Urinary Potassium and Covariates Measurement

Dietary potassium intake was measured from 24-hour urinary potassium level. During the three-day baseline examination, each GenSalt participant collected three urine samples, one 24-hour urine sample and 2 overnight urine samples. Among a random sample of 238 participants, 24-hour urine samples were collected in two containers, one for day time and the other for overnight. Using this random sample, an equation was generated to estimate 24-hour urinary potassium level from the overnight urine sample, and this equation was applied to the remaining overnight urine samples to estimate 24-hour urinary potassium levels. The mean of the one measured 24-hour urinary potassium level and two estimated 24-hour urinary potassium levels was used in the current analysis.

Demographic variables, including age and gender, and medication use were collected using standard questionnaires by trained study staff. Body weight and height were measured twice during the baseline examination with the participants in light indoor clothing without shoes. Body mass index (BMI) was calculated as kilograms per meters squared.

BP Measurement and Imputation

SBP, DBP, MAP and PP phenotypes were assessed as outcomes in the current analyses. BP was measured three times at the same time each morning during the three-day baseline examination by trained and certified observers using a random zero sphygmomanometer according to standard protocol. For participants taking anti-hypertensive medications, BP was imputed by adding 10 mm Hg to systolic BP (SBP) and 5 mm Hg to diastolic BP (DBP).18 After imputation, the mean of the 9 SBP and DBP measures were used in the current analysis. The mean SBP and DBP values were also used to calculate PP (SBP-DBP) and MAP (SBP/3 + 2*DBP/3) phenotypes.

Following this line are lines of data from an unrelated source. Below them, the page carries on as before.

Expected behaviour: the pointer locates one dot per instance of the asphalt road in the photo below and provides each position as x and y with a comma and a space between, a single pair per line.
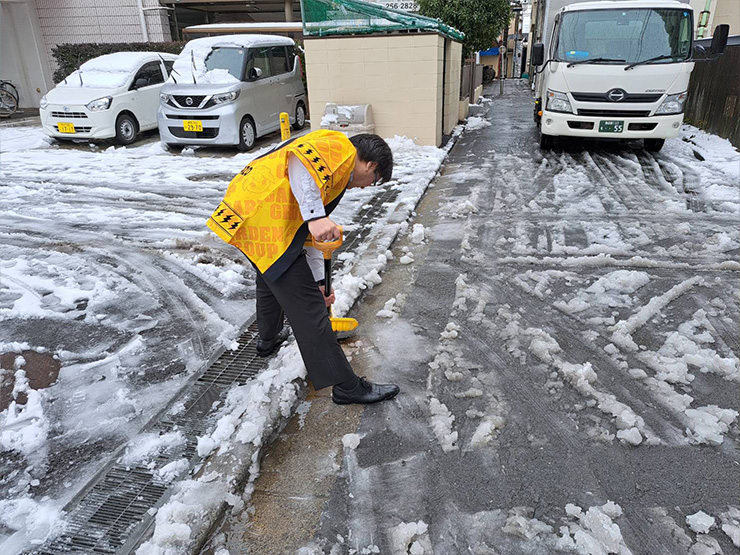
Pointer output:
551, 310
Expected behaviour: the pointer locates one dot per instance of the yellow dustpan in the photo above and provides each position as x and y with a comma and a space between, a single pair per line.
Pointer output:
340, 326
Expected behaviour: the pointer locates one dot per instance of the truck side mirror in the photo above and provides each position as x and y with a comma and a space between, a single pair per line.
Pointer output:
719, 39
538, 54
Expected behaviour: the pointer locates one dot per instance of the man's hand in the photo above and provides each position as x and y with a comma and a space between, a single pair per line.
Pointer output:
330, 299
324, 229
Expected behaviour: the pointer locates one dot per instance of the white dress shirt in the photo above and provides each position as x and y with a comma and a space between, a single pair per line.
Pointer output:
308, 195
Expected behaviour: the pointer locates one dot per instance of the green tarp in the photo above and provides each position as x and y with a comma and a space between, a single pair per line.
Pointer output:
323, 18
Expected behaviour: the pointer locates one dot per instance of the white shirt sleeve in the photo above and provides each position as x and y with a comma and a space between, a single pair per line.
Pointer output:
316, 262
305, 190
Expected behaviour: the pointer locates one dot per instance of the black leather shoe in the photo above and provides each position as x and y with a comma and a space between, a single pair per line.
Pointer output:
266, 348
364, 392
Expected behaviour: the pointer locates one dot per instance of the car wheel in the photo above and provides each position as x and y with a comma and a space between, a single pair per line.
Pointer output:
546, 141
654, 145
126, 129
300, 117
247, 135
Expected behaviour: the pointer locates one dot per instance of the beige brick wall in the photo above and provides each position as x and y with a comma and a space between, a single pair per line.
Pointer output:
399, 75
106, 21
452, 91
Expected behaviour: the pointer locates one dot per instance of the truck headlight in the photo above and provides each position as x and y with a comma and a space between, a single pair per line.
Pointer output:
99, 104
673, 104
223, 98
558, 102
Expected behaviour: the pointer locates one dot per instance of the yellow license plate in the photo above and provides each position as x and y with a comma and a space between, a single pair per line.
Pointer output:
66, 127
192, 125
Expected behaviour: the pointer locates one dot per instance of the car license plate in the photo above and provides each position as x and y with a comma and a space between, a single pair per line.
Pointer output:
608, 126
192, 125
66, 127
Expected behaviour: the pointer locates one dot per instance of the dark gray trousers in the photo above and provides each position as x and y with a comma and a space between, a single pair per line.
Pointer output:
296, 294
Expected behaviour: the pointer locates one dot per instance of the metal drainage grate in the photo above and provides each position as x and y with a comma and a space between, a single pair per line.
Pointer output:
113, 515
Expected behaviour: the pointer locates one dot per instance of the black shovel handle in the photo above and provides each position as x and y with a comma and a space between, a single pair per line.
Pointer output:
327, 279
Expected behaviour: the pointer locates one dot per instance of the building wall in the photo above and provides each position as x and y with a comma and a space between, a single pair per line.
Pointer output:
720, 11
23, 62
105, 21
453, 77
399, 75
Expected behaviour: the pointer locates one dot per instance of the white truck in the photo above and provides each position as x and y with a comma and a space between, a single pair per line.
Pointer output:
615, 69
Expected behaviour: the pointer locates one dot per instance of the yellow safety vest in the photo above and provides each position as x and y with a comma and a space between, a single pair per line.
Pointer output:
259, 214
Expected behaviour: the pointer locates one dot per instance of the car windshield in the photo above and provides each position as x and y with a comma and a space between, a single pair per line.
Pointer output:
229, 58
632, 35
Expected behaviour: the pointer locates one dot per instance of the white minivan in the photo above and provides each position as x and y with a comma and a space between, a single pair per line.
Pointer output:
112, 96
229, 90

Replication Study and Genotype Imputation

We attempted to replicate promising GenSalt findings (P<1×10−4) among Chinese participants of the Multi-Ethnic Study of Atherosclerosis (MESA). MESA participants were recruited between July 2000 and August 2002 from 6 field centers around the US. Participants were aged 45–84 and free of cardiovascular diseases at the baseline examination. Phenotype and Affymetrix 6.0 genotype data of MESA participants were made publicly available through the NCBI’s database of Genotypes and Phenotypes (dbGaP) and were downloaded for the current analysis. Among 777 Chinese MESA participants, genotype, urinary potassium, BP, and all covariables at baseline were available for 775 (99.7%) participants. Similar to GenSalt, we imputed BP for participants taking antihypertensive medication by adding 10 and 5 mm Hg to SBP and DBP, respectively. Since potassium was measured from spot urine using baseline urine samples, 24-hour urine potassium was estimated from spot urine potassium levels using Tanaka’s equation.19

A total of 909,622 autosomal SNPs across the entire genome were genotyped using the Affymetrix 6.0 platform for each participant. We excluded SNPs with Hardy-Weinberg Equilibrium P<1×10−6, missing rate>5% and MAF<1%. Minimac software20 was used to perform targeted imputation of the 3 Mb region surrounding each identified SNP based on the ALL ancestry panel from the 1000G Phase I Integrated Release Version 3 Haplotypes, which contains haplotypes of 1,092 individuals of all ethnic background. 21 After imputation, SNPs with r2<0.30, MAF<1%, or HWE P<1×10−6 were removed.

Statistical Analysis

To accommodate familial relationships in both GenSalt (discovery) and MESA (replication) studies, linear mixed effect models were used to examine single SNP- potassium interactions on BP, after adjustment for age, gender, and BMI. Principal components analysis revealed population substructure in MESA (but not GenSalt). Therefore, ancestry was also accounted for in MESA by adjusting for the first three principal components. Both 1 degrees of freedom (df) interaction and 2 df joint tests were explored. The 2 df joint test has higher power to identify variants with both moderate main effect and moderate interaction effect. 22 As shown in supplementary figures S1 – S4, genomic inflation was minimal with lamda values ranging from 1.029 for DBP in the 1 df interaction analyses to 1.075 for pulse pressure in the 2 df joint tests. Still, genomic control was applied to single SNP-based analyses results before gene-based analyses and meta-analyses. After genomic control, lead SNPs with interaction term P<1.0 ×10−4 or joint test P<1.0 ×10−4 from independent loci in the discovery stage analyses were further evaluated for replication in Chinese MESA participants. For the 1 df interaction test, inverse-variance-weighted meta-analysis was conducted to combine results from GenSalt and MESA using METAL software.23 For the 2 df joint test, meta-analysis was performed using methods described by Manning and colleagues, which were implemented in METAL software 23 with their patch source code.24 After ensuring the effect direction of interaction terms were consistent, SNPs with replication stage P<0.05 and meta-analysis P<5.0×10−8 were considered significant for the 1 df interaction test. SNPs with consistent effect directions in both the main effect and interaction term, replication stage P<0.05, and joint meta-analysis P<5.0×10−8 were considered significant for the 2 df joint test. We also conducted a sensitivity analysis restricting the replication study to Chinese MESA participants not taking any antihypertensive medication.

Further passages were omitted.